G2 rating: 4.6/5 stars (92 reviews)
Pricing: Starting at $4/user/month
Tettra is an internal documentation tool for building a knowledge base. You can organize files in different categories and allow users to quickly find relevant information with a powerful search engine.
The tool also integrates easily with Slack and MS Teams—the two most popular communication tools—to simplify internal documentation.
G2 rating: Not claimed
Pricing: Starting at $14.99/license
Typora is a markdown editor best-suited for quick and straightforward software documentation. While you can’t embed media or add content from different platforms, you can format the text in many ways, like headers, tables, listicles, and diagrams. The tool is also perfect for developer documentation with features like inline styles and code fences.
G2 rating: 4.1/5 stars (3693 stars)
Pricing: Starting at $6.05/user/month
Confluence is one of the industry-leading tools for software documentation. Its native integration with Atlassian tools, like Jira and Bitbucket, make it a perfect choice for developers.

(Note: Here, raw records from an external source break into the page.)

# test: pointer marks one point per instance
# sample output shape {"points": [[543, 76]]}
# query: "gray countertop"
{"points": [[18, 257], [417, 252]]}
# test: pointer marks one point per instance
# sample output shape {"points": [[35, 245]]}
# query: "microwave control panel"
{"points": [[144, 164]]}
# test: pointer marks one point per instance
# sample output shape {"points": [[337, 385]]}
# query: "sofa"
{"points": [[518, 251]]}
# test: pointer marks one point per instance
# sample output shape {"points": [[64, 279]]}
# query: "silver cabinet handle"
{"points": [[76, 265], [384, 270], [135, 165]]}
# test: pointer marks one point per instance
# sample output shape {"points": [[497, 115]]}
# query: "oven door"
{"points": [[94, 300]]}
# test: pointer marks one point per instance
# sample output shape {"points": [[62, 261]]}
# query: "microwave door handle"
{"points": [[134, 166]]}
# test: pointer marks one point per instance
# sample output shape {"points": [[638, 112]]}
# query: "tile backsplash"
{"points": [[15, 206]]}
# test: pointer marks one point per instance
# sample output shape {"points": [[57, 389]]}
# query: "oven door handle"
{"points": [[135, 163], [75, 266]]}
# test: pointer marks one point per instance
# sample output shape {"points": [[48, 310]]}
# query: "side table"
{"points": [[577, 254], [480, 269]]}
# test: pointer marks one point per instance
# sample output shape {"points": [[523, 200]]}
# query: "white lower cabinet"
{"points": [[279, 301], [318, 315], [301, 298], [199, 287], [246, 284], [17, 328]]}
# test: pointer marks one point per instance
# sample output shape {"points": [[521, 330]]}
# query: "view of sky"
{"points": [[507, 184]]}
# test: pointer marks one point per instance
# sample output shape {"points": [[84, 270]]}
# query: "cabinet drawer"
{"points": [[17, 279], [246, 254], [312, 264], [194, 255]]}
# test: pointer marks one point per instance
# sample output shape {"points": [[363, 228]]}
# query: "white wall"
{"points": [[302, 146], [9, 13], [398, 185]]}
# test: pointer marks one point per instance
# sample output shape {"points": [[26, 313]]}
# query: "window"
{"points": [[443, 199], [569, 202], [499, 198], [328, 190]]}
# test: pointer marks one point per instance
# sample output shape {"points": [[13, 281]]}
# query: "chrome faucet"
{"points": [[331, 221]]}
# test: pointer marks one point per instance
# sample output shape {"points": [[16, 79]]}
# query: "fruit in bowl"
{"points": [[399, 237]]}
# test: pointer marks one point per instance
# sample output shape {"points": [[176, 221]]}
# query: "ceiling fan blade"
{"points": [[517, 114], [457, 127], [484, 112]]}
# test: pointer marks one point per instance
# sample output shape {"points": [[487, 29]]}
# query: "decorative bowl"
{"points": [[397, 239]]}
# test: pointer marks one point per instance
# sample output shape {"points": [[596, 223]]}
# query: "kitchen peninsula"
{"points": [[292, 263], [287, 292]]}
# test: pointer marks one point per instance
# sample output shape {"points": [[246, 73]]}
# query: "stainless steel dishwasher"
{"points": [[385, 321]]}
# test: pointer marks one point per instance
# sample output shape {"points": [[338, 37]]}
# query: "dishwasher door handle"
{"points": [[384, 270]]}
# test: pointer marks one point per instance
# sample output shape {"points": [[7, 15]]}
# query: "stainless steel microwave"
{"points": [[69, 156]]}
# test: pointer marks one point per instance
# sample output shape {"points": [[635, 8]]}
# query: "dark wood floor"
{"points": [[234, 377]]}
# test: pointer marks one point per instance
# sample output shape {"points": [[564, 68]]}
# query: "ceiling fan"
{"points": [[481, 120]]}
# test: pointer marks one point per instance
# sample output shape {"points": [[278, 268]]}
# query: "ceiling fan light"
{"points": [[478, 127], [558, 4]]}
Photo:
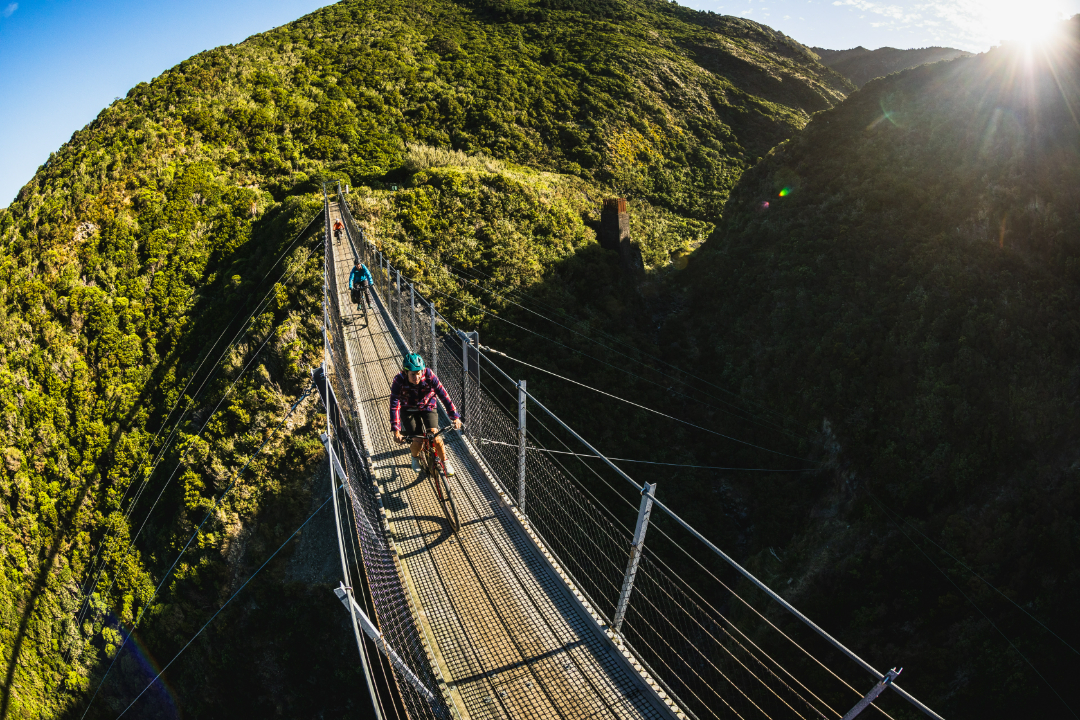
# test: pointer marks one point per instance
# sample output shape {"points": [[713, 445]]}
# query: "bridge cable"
{"points": [[973, 605], [97, 573], [986, 582], [218, 611], [643, 407], [649, 462], [672, 573], [169, 572], [183, 457], [675, 543], [368, 602]]}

But it’s not limited to technical documentation only. You can easily combine it with Trello to create a user manual or knowledge base and collaborate with your entire team.
G2 rating: 4.3/5 stars (5771 stars)
Pricing: Starting at $19/user/month
Zendesk is primarily used for building a help center and managing customer support operations. It serves diverse goals, from ticket management to product education and more.
You can create text-based documentation directly on the platform and embed content from other tools to create user-friendly documents.
Here’s an example of how you can add Flos to your Zendesk articles:
If you’re in the market for a software documentation tool, the first thing you should do is set clear expectations of what you want to do and achieve with this tool. A lot will depend on these expectations because you can choose the best tool only when you know what you’re looking for.
If you want to speed up the documentation process and create engaging documents, tools like Floik are perfect for you. But if you want tools to create technical documentation, you might want to check out Confluence, GitHub, and the likes.